Ingestion Code Generation
We can provide our credentials here in this step if we plan on using PyIngest to load our data. This will inject our credentials into the generated YAML file. If we leave the credential fields blank, then we can just fill in the blanks in the generated YAML file later.
gen = PyIngestConfigGenerator(data_model=gdm.current_model,
username=os.environ.get("NEO4J_USERNAME"),
password=os.environ.get("NEO4J_PASSWORD"),
uri=os.environ.get("NEO4J_URI"),
database=os.environ.get("NEO4J_DATABASE"),
file_directory=data_directory, source_name="countries.csv")
pyingest_yaml = gen.generate_config_string()
print(pyingest_yaml)
server_uri: bolt://localhost:7687
admin_user: neo4j
admin_pass: password
database: neo4j
basepath: ./
pre_ingest:
- CREATE CONSTRAINT country_id IF NOT EXISTS FOR (n:Country) REQUIRE n.id IS UNIQUE;
- CREATE CONSTRAINT region_name IF NOT EXISTS FOR (n:Region) REQUIRE n.name IS UNIQUE;
- CREATE CONSTRAINT subregion_name IF NOT EXISTS FOR (n:Subregion) REQUIRE n.name IS UNIQUE;
- CREATE CONSTRAINT currency_name IF NOT EXISTS FOR (n:Currency) REQUIRE n.name IS UNIQUE;
- CREATE CONSTRAINT timezone_name IF NOT EXISTS FOR (n:Timezone) REQUIRE n.name IS UNIQUE;
- CREATE CONSTRAINT capital_name IF NOT EXISTS FOR (n:Capital) REQUIRE n.name IS UNIQUE;
files:
- chunk_size: 100
cql: |-
WITH $dict.rows AS rows
UNWIND rows AS row
MERGE (n:Country {id: toIntegerOrNull(row.id)})
SET n.name = row.name, n.phoneCode = toIntegerOrNull(row.phone_code), n.latitude = toFloatOrNull(row.latitude), n.longitude = toFloatOrNull(row.longitude)
url: $BASE/../../../data/countries/countries.csv
- chunk_size: 100
cql: |
WITH $dict.rows AS rows
UNWIND rows AS row
MERGE (n:Region {name: row.region})
url: $BASE/../../../data/countries/countries.csv
- chunk_size: 100
cql: |
WITH $dict.rows AS rows
UNWIND rows AS row
MERGE (n:Subregion {name: row.subregion})
url: $BASE/../../../data/countries/countries.csv
- chunk_size: 100
cql: |
WITH $dict.rows AS rows
UNWIND rows AS row
MERGE (n:Currency {name: row.currency_name})

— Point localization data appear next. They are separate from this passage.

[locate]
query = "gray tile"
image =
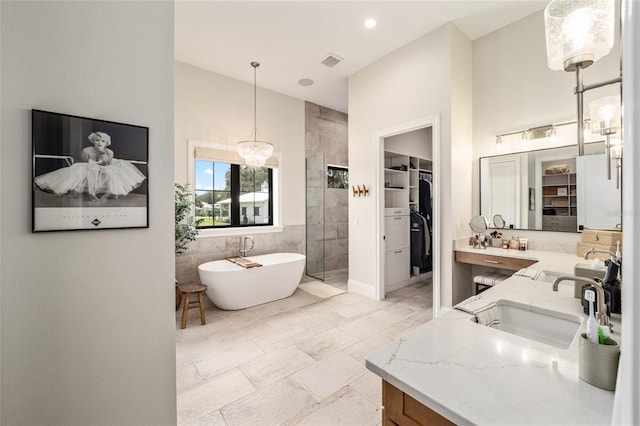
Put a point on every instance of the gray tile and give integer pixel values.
(282, 338)
(329, 374)
(187, 376)
(225, 357)
(272, 405)
(370, 386)
(212, 419)
(212, 395)
(349, 409)
(269, 368)
(326, 343)
(359, 350)
(291, 386)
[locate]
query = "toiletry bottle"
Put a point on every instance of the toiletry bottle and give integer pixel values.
(592, 325)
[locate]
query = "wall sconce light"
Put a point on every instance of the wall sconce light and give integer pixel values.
(606, 121)
(578, 33)
(616, 154)
(546, 131)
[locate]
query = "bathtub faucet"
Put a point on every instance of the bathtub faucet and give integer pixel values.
(244, 247)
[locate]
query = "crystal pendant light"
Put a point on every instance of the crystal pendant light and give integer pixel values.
(255, 152)
(606, 121)
(578, 32)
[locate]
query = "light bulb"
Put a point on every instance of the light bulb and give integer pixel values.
(607, 112)
(577, 25)
(616, 148)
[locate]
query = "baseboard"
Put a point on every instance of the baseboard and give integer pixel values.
(421, 277)
(397, 285)
(362, 289)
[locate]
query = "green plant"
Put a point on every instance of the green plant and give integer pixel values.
(186, 226)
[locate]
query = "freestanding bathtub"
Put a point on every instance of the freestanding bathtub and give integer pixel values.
(233, 287)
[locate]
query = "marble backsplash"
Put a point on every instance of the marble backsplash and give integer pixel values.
(205, 249)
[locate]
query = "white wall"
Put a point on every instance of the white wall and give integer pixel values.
(417, 143)
(514, 89)
(88, 325)
(409, 84)
(214, 108)
(628, 391)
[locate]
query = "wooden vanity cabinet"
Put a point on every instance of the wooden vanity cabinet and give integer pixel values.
(501, 262)
(402, 410)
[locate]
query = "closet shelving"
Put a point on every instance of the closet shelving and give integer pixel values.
(402, 174)
(559, 201)
(401, 179)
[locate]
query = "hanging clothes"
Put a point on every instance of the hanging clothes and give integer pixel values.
(425, 207)
(420, 242)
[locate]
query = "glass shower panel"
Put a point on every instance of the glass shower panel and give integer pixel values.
(315, 182)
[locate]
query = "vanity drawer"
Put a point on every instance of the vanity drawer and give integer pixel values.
(502, 262)
(596, 236)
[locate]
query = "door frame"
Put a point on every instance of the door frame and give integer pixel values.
(432, 121)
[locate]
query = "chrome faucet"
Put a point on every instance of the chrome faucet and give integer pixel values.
(610, 253)
(243, 245)
(601, 316)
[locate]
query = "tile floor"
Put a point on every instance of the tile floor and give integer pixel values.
(294, 361)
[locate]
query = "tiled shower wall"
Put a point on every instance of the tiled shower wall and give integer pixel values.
(290, 240)
(326, 133)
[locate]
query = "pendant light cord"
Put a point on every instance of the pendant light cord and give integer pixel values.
(255, 66)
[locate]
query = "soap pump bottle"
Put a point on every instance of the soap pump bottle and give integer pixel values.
(592, 325)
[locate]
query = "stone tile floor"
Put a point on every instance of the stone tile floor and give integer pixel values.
(294, 361)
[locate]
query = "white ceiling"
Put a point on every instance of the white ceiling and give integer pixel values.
(290, 38)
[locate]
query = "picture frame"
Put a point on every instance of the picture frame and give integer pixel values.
(88, 174)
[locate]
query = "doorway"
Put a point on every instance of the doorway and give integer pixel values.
(433, 123)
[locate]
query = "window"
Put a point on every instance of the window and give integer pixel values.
(232, 195)
(337, 177)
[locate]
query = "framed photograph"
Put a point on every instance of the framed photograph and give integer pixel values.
(88, 173)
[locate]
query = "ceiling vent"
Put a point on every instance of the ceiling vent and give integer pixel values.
(331, 60)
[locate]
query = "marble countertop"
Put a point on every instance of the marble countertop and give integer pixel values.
(474, 374)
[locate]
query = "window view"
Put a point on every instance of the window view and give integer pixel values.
(229, 195)
(337, 177)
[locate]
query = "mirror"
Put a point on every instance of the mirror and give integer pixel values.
(550, 190)
(479, 224)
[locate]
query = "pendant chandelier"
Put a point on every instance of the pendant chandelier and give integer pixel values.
(255, 152)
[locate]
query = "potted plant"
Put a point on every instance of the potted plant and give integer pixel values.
(186, 225)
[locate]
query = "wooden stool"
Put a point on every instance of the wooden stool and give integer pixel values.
(187, 290)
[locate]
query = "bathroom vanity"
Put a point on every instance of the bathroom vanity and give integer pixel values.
(452, 369)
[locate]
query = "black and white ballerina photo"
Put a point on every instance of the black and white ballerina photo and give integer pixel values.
(88, 169)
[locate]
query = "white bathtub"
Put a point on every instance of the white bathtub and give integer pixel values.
(232, 287)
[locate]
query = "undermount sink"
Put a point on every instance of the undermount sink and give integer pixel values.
(542, 325)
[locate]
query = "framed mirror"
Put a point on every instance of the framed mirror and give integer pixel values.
(479, 224)
(551, 190)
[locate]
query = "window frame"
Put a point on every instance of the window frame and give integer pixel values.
(276, 190)
(236, 210)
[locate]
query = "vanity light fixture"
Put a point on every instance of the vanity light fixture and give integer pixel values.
(255, 152)
(606, 121)
(546, 131)
(578, 33)
(616, 153)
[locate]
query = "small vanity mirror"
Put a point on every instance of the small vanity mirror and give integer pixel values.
(479, 224)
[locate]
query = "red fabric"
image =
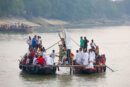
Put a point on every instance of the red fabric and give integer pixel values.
(24, 61)
(103, 59)
(32, 53)
(41, 60)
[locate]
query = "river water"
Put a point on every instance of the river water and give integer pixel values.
(113, 41)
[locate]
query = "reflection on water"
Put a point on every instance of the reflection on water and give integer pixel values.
(113, 42)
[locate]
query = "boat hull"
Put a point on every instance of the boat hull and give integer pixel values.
(38, 69)
(97, 69)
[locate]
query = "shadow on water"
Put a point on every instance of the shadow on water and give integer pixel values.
(34, 77)
(61, 77)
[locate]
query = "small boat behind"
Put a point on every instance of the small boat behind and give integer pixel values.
(85, 70)
(38, 69)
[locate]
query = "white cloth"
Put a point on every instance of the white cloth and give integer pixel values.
(29, 42)
(34, 61)
(53, 55)
(91, 59)
(92, 56)
(79, 57)
(85, 59)
(49, 60)
(68, 40)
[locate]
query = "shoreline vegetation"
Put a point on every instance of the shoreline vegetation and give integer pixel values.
(40, 24)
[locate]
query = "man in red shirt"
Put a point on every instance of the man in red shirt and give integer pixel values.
(41, 60)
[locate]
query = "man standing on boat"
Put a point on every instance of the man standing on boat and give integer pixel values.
(53, 55)
(68, 46)
(81, 42)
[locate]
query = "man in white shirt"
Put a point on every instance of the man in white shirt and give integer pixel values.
(79, 56)
(53, 55)
(85, 58)
(49, 60)
(92, 56)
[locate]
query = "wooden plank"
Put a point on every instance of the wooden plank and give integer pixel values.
(76, 65)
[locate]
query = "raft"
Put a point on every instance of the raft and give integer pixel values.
(38, 69)
(96, 69)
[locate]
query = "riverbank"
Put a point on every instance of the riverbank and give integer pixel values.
(40, 24)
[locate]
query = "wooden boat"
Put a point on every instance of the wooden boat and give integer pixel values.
(84, 70)
(38, 69)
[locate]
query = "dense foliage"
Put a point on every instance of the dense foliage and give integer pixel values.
(65, 9)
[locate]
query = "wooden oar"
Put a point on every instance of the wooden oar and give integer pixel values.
(110, 68)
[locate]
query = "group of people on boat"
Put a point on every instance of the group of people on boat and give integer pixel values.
(36, 53)
(89, 57)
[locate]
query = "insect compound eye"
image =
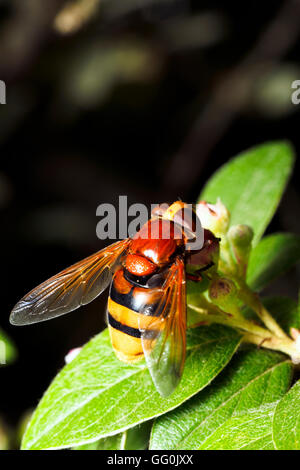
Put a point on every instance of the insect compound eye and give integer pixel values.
(157, 280)
(160, 209)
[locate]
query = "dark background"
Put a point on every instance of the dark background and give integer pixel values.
(144, 98)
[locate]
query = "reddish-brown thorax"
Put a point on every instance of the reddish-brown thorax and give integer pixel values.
(153, 246)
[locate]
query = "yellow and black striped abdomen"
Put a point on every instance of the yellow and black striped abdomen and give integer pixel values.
(124, 317)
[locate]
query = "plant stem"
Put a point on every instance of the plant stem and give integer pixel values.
(252, 300)
(253, 333)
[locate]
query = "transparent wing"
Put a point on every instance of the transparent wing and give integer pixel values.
(75, 286)
(164, 338)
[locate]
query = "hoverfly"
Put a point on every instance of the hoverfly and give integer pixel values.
(146, 311)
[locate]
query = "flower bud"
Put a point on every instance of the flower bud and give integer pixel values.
(72, 354)
(223, 293)
(240, 238)
(214, 217)
(208, 256)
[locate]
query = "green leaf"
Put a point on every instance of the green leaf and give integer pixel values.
(251, 185)
(253, 379)
(286, 424)
(107, 443)
(8, 351)
(274, 255)
(251, 430)
(136, 438)
(283, 309)
(96, 395)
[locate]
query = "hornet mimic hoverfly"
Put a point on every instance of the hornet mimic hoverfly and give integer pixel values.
(146, 311)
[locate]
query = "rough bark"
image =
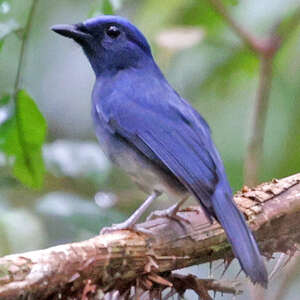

url: $BASE/../../../data/countries/countries.csv
- chunk_size: 100
cql: |
WITH $dict.rows AS rows
UNWIND rows AS row
MERGE (n:Timezone {name: row.timezones})
url: $BASE/../../../data/countries/countries.csv
- chunk_size: 100
cql: |
WITH $dict.rows AS rows
UNWIND rows AS row
MERGE (n:Capital {name: row.capital})
url: $BASE/../../../data/countries/countries.csv
- chunk_size: 100
cql: |
WITH $dict.rows AS rows
UNWIND rows as row
MATCH (source:Country {id: toIntegerOrNull(row.id)})
MATCH (target:Region {name: row.region})
MERGE (source)-[n:LOCATED_IN]->(target)
url: $BASE/../../../data/countries/countries.csv
- chunk_size: 100
cql: |
WITH $dict.rows AS rows
UNWIND rows as row
MATCH (source:Country {id: toIntegerOrNull(row.id)})
MATCH (target:Subregion {name: row.subregion})
MERGE (source)-[n:PART_OF]->(target)
url: $BASE/../../../data/countries/countries.csv
- chunk_size: 100
cql: |
WITH $dict.rows AS rows
UNWIND rows as row
MATCH (source:Country {id: toIntegerOrNull(row.id)})
MATCH (target:Currency {name: row.currency_name})
MERGE (source)-[n:USES]->(target)
url: $BASE/../../../data/countries/countries.csv
- chunk_size: 100
cql: |
WITH $dict.rows AS rows
UNWIND rows as row
MATCH (source:Country {id: toIntegerOrNull(row.id)})
MATCH (target:Timezone {name: row.timezones})
MERGE (source)-[n:SHARES_TIMEZONE_WITH]->(target)
url: $BASE/../../../data/countries/countries.csv
- chunk_size: 100
cql: |
WITH $dict.rows AS rows
UNWIND rows as row
MATCH (source:Region {name: row.region})
MATCH (target:Subregion {name: row.subregion})
MERGE (source)-[n:HAS_SUBREGION]->(target)
url: $BASE/../../../data/countries/countries.csv
- chunk_size: 100
cql: |
WITH $dict.rows AS rows
UNWIND rows as row
MATCH (source:Country {id: toIntegerOrNull(row.id)})
MATCH (target:Capital {name: row.capital})
MERGE (source)-[n:HAS_CAPITAL]->(target)
url: $BASE/../../../data/countries/countries.csv
Ingest Data
We can use the generated yaml string above to orchestrate the data loading via a Runway’s PyIngest function. First let’s confirm our connection though.
test_database_connection(credentials={"username": os.environ.get("NEO4J_USERNAME"),
"password": os.environ.get("NEO4J_PASSWORD"),
"uri": os.environ.get("NEO4J_URI")})
{'valid': True, 'message': 'Connection and Auth Verified!'}
PyIngest(config=pyingest_yaml, verbose=False)
If we check our database we can see that we’ve ingested our CSV according to the data model we’ve created!